Но когда она снова открыла глаза и взглянула на него, то увидела, что он смотрит вовсе не на ее руки. Она потупилась и опустила глаза на клавиатуру.

– Я не в форме, – снова сказала она.

– Пожалуйста, не извиняйся. У тебя очень здорово получалось. Знаешь, тут есть небольшая джазовая группа. Я с ними несколько раз играл, когда приезжал сюда. Чикагский стиль и немного дикси. Может быть, тебе тоже с ними поиграть? По-моему, это было бы хорошо.

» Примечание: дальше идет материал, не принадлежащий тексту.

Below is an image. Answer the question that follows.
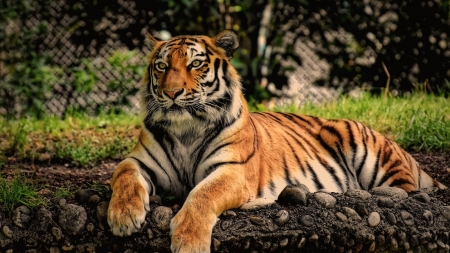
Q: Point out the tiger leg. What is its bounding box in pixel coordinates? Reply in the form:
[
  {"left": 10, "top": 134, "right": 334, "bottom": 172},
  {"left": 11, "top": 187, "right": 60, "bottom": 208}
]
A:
[
  {"left": 108, "top": 158, "right": 150, "bottom": 236},
  {"left": 320, "top": 120, "right": 445, "bottom": 192},
  {"left": 170, "top": 165, "right": 250, "bottom": 253}
]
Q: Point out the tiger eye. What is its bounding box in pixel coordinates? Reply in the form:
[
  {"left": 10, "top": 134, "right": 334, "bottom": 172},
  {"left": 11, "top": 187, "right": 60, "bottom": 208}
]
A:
[
  {"left": 191, "top": 60, "right": 202, "bottom": 67},
  {"left": 157, "top": 62, "right": 166, "bottom": 69}
]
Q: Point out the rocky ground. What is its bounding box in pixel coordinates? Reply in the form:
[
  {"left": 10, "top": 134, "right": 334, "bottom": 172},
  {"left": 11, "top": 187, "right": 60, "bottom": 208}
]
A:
[{"left": 0, "top": 152, "right": 450, "bottom": 253}]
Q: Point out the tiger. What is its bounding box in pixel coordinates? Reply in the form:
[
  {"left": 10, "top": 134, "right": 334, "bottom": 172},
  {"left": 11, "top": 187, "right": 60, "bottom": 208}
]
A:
[{"left": 107, "top": 30, "right": 446, "bottom": 252}]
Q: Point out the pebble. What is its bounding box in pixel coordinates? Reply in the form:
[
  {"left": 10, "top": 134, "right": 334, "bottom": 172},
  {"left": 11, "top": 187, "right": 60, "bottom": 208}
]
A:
[
  {"left": 367, "top": 212, "right": 381, "bottom": 227},
  {"left": 412, "top": 192, "right": 430, "bottom": 203},
  {"left": 88, "top": 194, "right": 102, "bottom": 204},
  {"left": 95, "top": 201, "right": 109, "bottom": 231},
  {"left": 12, "top": 206, "right": 31, "bottom": 228},
  {"left": 222, "top": 210, "right": 237, "bottom": 218},
  {"left": 75, "top": 189, "right": 97, "bottom": 204},
  {"left": 377, "top": 197, "right": 394, "bottom": 208},
  {"left": 213, "top": 238, "right": 220, "bottom": 252},
  {"left": 384, "top": 211, "right": 397, "bottom": 225},
  {"left": 440, "top": 206, "right": 450, "bottom": 221},
  {"left": 59, "top": 204, "right": 87, "bottom": 235},
  {"left": 355, "top": 203, "right": 369, "bottom": 216},
  {"left": 300, "top": 215, "right": 314, "bottom": 227},
  {"left": 278, "top": 185, "right": 309, "bottom": 206},
  {"left": 280, "top": 238, "right": 289, "bottom": 248},
  {"left": 297, "top": 237, "right": 306, "bottom": 249},
  {"left": 52, "top": 227, "right": 62, "bottom": 241},
  {"left": 275, "top": 210, "right": 289, "bottom": 225},
  {"left": 400, "top": 210, "right": 414, "bottom": 226},
  {"left": 423, "top": 210, "right": 434, "bottom": 226},
  {"left": 151, "top": 206, "right": 173, "bottom": 231},
  {"left": 147, "top": 228, "right": 155, "bottom": 240},
  {"left": 250, "top": 216, "right": 266, "bottom": 226},
  {"left": 342, "top": 207, "right": 362, "bottom": 221},
  {"left": 2, "top": 226, "right": 13, "bottom": 239},
  {"left": 345, "top": 189, "right": 372, "bottom": 200},
  {"left": 149, "top": 195, "right": 162, "bottom": 206},
  {"left": 370, "top": 187, "right": 408, "bottom": 199},
  {"left": 391, "top": 237, "right": 398, "bottom": 251},
  {"left": 314, "top": 192, "right": 336, "bottom": 209},
  {"left": 36, "top": 207, "right": 52, "bottom": 231}
]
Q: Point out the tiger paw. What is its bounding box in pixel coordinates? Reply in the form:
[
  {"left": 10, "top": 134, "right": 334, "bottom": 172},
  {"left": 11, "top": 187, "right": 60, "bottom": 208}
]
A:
[
  {"left": 108, "top": 184, "right": 150, "bottom": 236},
  {"left": 170, "top": 208, "right": 217, "bottom": 253}
]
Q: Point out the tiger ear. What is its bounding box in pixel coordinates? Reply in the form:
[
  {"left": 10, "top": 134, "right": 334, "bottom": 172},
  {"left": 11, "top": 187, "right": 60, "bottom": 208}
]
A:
[
  {"left": 213, "top": 30, "right": 239, "bottom": 59},
  {"left": 145, "top": 33, "right": 159, "bottom": 52}
]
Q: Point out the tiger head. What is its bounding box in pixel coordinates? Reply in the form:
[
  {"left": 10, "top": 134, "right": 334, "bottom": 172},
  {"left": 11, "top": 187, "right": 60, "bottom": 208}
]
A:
[{"left": 141, "top": 30, "right": 245, "bottom": 125}]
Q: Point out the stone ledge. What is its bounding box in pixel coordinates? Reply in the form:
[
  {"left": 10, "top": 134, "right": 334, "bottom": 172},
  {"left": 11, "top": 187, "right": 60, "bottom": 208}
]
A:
[{"left": 0, "top": 187, "right": 450, "bottom": 253}]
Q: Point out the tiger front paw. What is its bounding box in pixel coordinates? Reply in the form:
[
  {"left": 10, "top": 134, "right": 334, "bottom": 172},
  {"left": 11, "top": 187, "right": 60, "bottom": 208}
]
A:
[
  {"left": 170, "top": 208, "right": 217, "bottom": 253},
  {"left": 108, "top": 183, "right": 150, "bottom": 236}
]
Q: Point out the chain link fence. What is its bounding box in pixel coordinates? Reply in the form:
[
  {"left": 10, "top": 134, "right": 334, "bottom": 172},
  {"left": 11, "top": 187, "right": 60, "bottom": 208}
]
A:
[{"left": 4, "top": 0, "right": 450, "bottom": 117}]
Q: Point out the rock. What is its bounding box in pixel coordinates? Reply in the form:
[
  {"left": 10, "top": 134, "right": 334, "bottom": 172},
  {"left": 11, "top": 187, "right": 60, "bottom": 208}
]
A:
[
  {"left": 250, "top": 216, "right": 266, "bottom": 226},
  {"left": 345, "top": 189, "right": 372, "bottom": 200},
  {"left": 336, "top": 212, "right": 347, "bottom": 222},
  {"left": 440, "top": 206, "right": 450, "bottom": 221},
  {"left": 314, "top": 192, "right": 336, "bottom": 209},
  {"left": 355, "top": 203, "right": 369, "bottom": 216},
  {"left": 412, "top": 192, "right": 430, "bottom": 203},
  {"left": 278, "top": 185, "right": 309, "bottom": 206},
  {"left": 377, "top": 197, "right": 394, "bottom": 208},
  {"left": 151, "top": 206, "right": 173, "bottom": 231},
  {"left": 13, "top": 206, "right": 31, "bottom": 228},
  {"left": 88, "top": 194, "right": 102, "bottom": 204},
  {"left": 36, "top": 207, "right": 52, "bottom": 231},
  {"left": 95, "top": 201, "right": 109, "bottom": 230},
  {"left": 59, "top": 204, "right": 87, "bottom": 235},
  {"left": 297, "top": 237, "right": 306, "bottom": 249},
  {"left": 370, "top": 187, "right": 408, "bottom": 199},
  {"left": 213, "top": 238, "right": 220, "bottom": 252},
  {"left": 149, "top": 195, "right": 162, "bottom": 206},
  {"left": 423, "top": 210, "right": 434, "bottom": 226},
  {"left": 279, "top": 238, "right": 289, "bottom": 248},
  {"left": 2, "top": 226, "right": 14, "bottom": 239},
  {"left": 342, "top": 207, "right": 361, "bottom": 221},
  {"left": 222, "top": 210, "right": 237, "bottom": 218},
  {"left": 384, "top": 210, "right": 397, "bottom": 225},
  {"left": 75, "top": 189, "right": 97, "bottom": 204},
  {"left": 300, "top": 215, "right": 314, "bottom": 227},
  {"left": 400, "top": 210, "right": 414, "bottom": 226},
  {"left": 52, "top": 227, "right": 62, "bottom": 241},
  {"left": 275, "top": 210, "right": 289, "bottom": 225},
  {"left": 367, "top": 212, "right": 381, "bottom": 227}
]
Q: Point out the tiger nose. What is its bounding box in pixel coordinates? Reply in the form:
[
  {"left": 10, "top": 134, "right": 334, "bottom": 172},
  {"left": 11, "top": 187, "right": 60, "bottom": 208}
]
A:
[{"left": 163, "top": 88, "right": 183, "bottom": 99}]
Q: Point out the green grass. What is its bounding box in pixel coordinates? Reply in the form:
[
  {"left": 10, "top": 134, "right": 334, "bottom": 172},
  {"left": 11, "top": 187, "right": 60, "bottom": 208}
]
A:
[
  {"left": 0, "top": 93, "right": 450, "bottom": 167},
  {"left": 0, "top": 110, "right": 141, "bottom": 167},
  {"left": 0, "top": 175, "right": 46, "bottom": 211},
  {"left": 268, "top": 93, "right": 450, "bottom": 150}
]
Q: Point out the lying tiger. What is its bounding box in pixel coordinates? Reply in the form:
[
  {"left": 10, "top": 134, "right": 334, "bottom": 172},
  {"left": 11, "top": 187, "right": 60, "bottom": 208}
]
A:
[{"left": 108, "top": 30, "right": 445, "bottom": 252}]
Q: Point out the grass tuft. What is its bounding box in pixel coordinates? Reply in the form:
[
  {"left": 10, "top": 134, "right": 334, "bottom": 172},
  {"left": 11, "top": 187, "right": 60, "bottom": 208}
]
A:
[{"left": 0, "top": 172, "right": 46, "bottom": 211}]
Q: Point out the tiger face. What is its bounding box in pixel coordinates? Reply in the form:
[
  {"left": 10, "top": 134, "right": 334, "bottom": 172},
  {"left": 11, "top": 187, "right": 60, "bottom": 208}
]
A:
[{"left": 141, "top": 31, "right": 242, "bottom": 125}]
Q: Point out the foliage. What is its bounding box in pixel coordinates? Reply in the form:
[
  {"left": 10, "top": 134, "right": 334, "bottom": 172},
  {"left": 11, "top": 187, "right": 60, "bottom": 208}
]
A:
[{"left": 0, "top": 172, "right": 46, "bottom": 211}]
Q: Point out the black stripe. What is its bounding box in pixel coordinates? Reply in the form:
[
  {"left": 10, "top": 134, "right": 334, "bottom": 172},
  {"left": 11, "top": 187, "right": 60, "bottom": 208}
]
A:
[
  {"left": 306, "top": 163, "right": 325, "bottom": 190},
  {"left": 366, "top": 149, "right": 381, "bottom": 190},
  {"left": 344, "top": 121, "right": 358, "bottom": 170},
  {"left": 130, "top": 156, "right": 157, "bottom": 195},
  {"left": 389, "top": 178, "right": 415, "bottom": 187}
]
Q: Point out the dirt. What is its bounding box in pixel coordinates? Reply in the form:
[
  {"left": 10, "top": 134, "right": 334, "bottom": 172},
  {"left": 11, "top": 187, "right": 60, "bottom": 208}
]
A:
[
  {"left": 0, "top": 152, "right": 450, "bottom": 252},
  {"left": 1, "top": 151, "right": 450, "bottom": 204}
]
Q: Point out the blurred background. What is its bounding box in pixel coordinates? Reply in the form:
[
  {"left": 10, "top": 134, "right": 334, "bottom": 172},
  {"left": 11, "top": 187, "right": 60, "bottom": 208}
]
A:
[{"left": 0, "top": 0, "right": 450, "bottom": 118}]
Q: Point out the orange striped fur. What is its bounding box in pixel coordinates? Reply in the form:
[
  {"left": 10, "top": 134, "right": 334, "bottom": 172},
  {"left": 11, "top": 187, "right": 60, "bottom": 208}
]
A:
[{"left": 108, "top": 31, "right": 445, "bottom": 252}]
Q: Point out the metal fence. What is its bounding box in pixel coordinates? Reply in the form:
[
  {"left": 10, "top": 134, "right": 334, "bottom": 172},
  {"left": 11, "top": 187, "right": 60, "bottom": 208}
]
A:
[{"left": 0, "top": 0, "right": 338, "bottom": 116}]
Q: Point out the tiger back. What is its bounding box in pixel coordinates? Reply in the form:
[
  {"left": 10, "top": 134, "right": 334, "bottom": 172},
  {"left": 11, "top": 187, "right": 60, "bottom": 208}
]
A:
[{"left": 108, "top": 30, "right": 445, "bottom": 252}]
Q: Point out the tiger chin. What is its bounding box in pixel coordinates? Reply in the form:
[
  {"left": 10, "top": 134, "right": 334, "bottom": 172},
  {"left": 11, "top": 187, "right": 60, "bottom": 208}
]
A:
[{"left": 108, "top": 30, "right": 445, "bottom": 252}]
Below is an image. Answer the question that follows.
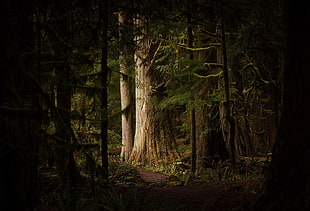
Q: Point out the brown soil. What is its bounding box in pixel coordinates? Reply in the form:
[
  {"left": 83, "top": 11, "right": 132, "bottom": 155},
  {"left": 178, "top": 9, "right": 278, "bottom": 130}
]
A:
[{"left": 119, "top": 167, "right": 261, "bottom": 211}]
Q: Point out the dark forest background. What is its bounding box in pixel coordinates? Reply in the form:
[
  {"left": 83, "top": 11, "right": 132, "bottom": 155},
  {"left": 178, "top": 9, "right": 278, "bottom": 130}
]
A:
[{"left": 0, "top": 0, "right": 310, "bottom": 210}]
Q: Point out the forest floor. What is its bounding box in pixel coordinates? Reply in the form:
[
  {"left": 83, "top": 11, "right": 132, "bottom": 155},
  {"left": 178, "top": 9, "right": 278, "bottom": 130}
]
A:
[{"left": 117, "top": 167, "right": 261, "bottom": 211}]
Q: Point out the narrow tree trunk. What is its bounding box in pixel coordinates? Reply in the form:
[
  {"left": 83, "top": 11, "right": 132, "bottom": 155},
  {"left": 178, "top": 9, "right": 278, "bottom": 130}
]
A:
[
  {"left": 100, "top": 0, "right": 109, "bottom": 181},
  {"left": 221, "top": 5, "right": 236, "bottom": 166},
  {"left": 52, "top": 0, "right": 80, "bottom": 199},
  {"left": 0, "top": 0, "right": 40, "bottom": 211},
  {"left": 187, "top": 14, "right": 197, "bottom": 175},
  {"left": 118, "top": 13, "right": 133, "bottom": 161}
]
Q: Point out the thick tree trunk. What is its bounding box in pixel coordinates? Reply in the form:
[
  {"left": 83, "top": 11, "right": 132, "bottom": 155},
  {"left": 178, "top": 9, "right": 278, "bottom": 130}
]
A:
[
  {"left": 118, "top": 13, "right": 133, "bottom": 161},
  {"left": 253, "top": 1, "right": 310, "bottom": 211},
  {"left": 130, "top": 14, "right": 177, "bottom": 166}
]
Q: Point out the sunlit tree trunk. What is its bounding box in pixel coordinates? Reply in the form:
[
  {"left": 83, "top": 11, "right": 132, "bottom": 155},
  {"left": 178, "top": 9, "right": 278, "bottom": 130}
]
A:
[
  {"left": 118, "top": 13, "right": 133, "bottom": 161},
  {"left": 130, "top": 12, "right": 177, "bottom": 166}
]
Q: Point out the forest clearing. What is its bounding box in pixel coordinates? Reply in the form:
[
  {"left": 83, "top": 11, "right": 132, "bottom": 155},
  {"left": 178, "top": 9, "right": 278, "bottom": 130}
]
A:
[{"left": 0, "top": 0, "right": 310, "bottom": 211}]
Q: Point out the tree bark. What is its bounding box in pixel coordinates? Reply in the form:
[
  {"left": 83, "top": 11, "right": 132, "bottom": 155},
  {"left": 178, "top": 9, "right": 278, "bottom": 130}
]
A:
[
  {"left": 252, "top": 1, "right": 310, "bottom": 211},
  {"left": 130, "top": 13, "right": 177, "bottom": 166},
  {"left": 221, "top": 7, "right": 236, "bottom": 166},
  {"left": 118, "top": 13, "right": 133, "bottom": 161},
  {"left": 0, "top": 0, "right": 41, "bottom": 211},
  {"left": 100, "top": 0, "right": 109, "bottom": 181}
]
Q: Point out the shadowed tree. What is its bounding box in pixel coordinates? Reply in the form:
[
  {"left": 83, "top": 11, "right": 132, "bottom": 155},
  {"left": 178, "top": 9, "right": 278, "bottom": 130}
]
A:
[
  {"left": 252, "top": 1, "right": 310, "bottom": 211},
  {"left": 0, "top": 0, "right": 41, "bottom": 211}
]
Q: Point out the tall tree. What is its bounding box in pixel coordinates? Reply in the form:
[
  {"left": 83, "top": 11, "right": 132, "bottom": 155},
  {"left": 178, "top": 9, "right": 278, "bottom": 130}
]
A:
[
  {"left": 50, "top": 0, "right": 80, "bottom": 199},
  {"left": 99, "top": 0, "right": 109, "bottom": 180},
  {"left": 252, "top": 1, "right": 310, "bottom": 210},
  {"left": 118, "top": 12, "right": 134, "bottom": 161},
  {"left": 130, "top": 4, "right": 177, "bottom": 165},
  {"left": 0, "top": 0, "right": 41, "bottom": 210}
]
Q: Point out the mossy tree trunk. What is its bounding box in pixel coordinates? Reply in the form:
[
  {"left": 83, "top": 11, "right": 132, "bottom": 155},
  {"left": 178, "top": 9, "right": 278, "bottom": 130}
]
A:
[{"left": 129, "top": 12, "right": 177, "bottom": 166}]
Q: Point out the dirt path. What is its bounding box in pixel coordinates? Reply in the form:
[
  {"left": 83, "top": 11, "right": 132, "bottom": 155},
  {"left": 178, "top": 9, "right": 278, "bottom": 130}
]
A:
[
  {"left": 137, "top": 166, "right": 169, "bottom": 183},
  {"left": 117, "top": 167, "right": 261, "bottom": 211}
]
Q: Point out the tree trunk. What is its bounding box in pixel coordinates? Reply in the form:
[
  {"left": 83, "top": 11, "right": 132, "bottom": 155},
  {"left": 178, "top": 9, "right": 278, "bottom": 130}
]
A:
[
  {"left": 221, "top": 5, "right": 236, "bottom": 166},
  {"left": 130, "top": 13, "right": 177, "bottom": 166},
  {"left": 118, "top": 13, "right": 133, "bottom": 161},
  {"left": 0, "top": 0, "right": 41, "bottom": 211},
  {"left": 49, "top": 0, "right": 80, "bottom": 209},
  {"left": 100, "top": 0, "right": 109, "bottom": 181},
  {"left": 187, "top": 11, "right": 197, "bottom": 176},
  {"left": 252, "top": 1, "right": 310, "bottom": 211}
]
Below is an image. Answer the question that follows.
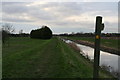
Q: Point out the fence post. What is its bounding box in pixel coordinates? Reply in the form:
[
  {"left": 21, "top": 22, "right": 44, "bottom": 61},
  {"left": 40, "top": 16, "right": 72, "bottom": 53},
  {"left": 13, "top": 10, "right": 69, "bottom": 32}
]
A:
[{"left": 93, "top": 16, "right": 104, "bottom": 79}]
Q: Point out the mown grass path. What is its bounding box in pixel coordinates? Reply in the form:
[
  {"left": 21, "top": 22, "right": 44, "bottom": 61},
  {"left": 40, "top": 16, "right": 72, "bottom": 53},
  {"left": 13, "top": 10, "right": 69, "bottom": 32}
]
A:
[{"left": 2, "top": 37, "right": 111, "bottom": 78}]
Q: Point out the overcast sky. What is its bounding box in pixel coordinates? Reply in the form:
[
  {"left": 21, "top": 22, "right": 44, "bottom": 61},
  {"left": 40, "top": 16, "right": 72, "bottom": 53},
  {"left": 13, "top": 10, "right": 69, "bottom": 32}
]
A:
[{"left": 0, "top": 2, "right": 118, "bottom": 33}]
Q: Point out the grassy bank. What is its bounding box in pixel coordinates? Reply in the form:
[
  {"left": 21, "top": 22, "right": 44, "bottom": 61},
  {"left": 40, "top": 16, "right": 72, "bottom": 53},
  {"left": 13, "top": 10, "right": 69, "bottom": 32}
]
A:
[
  {"left": 2, "top": 37, "right": 112, "bottom": 78},
  {"left": 67, "top": 37, "right": 120, "bottom": 49}
]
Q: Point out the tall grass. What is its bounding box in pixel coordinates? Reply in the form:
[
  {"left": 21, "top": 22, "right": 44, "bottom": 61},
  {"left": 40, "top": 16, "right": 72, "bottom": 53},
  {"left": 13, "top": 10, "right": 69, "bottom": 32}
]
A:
[{"left": 68, "top": 42, "right": 81, "bottom": 52}]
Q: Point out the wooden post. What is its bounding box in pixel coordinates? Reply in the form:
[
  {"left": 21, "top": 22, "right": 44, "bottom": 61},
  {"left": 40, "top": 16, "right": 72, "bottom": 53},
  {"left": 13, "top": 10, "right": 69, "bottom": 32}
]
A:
[{"left": 93, "top": 16, "right": 104, "bottom": 79}]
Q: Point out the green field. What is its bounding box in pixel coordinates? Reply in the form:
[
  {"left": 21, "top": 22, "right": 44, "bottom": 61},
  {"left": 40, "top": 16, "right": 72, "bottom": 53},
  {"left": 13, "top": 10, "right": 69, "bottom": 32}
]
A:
[
  {"left": 2, "top": 37, "right": 111, "bottom": 78},
  {"left": 67, "top": 37, "right": 120, "bottom": 49}
]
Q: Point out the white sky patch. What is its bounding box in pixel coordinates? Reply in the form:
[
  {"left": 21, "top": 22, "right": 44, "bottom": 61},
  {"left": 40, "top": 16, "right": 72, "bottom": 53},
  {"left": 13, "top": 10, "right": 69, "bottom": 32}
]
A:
[{"left": 0, "top": 2, "right": 118, "bottom": 33}]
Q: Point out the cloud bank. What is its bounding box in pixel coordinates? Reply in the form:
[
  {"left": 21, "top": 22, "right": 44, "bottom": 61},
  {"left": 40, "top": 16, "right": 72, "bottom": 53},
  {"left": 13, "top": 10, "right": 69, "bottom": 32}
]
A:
[{"left": 0, "top": 2, "right": 118, "bottom": 33}]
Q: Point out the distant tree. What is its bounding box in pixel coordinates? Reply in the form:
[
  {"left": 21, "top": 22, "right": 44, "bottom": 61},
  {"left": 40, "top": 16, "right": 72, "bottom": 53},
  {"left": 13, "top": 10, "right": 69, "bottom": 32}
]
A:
[{"left": 30, "top": 26, "right": 52, "bottom": 39}]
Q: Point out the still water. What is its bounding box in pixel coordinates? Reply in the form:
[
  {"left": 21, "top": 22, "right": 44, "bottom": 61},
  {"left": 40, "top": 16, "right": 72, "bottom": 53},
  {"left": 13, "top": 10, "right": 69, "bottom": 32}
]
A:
[{"left": 63, "top": 40, "right": 120, "bottom": 72}]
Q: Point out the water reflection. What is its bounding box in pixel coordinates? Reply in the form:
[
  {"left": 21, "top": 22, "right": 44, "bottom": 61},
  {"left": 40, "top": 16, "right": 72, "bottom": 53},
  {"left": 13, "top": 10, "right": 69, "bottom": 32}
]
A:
[{"left": 63, "top": 40, "right": 120, "bottom": 71}]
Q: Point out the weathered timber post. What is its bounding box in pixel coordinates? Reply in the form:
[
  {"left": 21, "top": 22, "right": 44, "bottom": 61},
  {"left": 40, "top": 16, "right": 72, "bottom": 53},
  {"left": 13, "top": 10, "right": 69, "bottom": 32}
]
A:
[{"left": 93, "top": 16, "right": 104, "bottom": 79}]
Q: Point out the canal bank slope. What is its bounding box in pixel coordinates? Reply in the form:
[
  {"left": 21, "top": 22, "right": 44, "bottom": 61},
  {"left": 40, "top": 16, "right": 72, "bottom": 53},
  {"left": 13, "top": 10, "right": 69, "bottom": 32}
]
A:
[
  {"left": 2, "top": 37, "right": 113, "bottom": 78},
  {"left": 64, "top": 37, "right": 120, "bottom": 56}
]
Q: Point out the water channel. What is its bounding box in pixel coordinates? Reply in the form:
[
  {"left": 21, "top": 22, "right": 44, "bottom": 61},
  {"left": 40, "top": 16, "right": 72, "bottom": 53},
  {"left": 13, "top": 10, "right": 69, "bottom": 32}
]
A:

Она обернулась и посмотрела ему прямо в лицо. В новое, незнакомое лицо. На нем она уже ничего не могла прочитать. А раньше могла? Она внезапно поняла, что почти ничего не знает о том, что за человек Ред Мелоун.

– Я хочу сказать, хорошо для группы. У них нет постоянного пианиста.

Она покачала головой.

– Я не могу играть в группе. Я играю только для себя.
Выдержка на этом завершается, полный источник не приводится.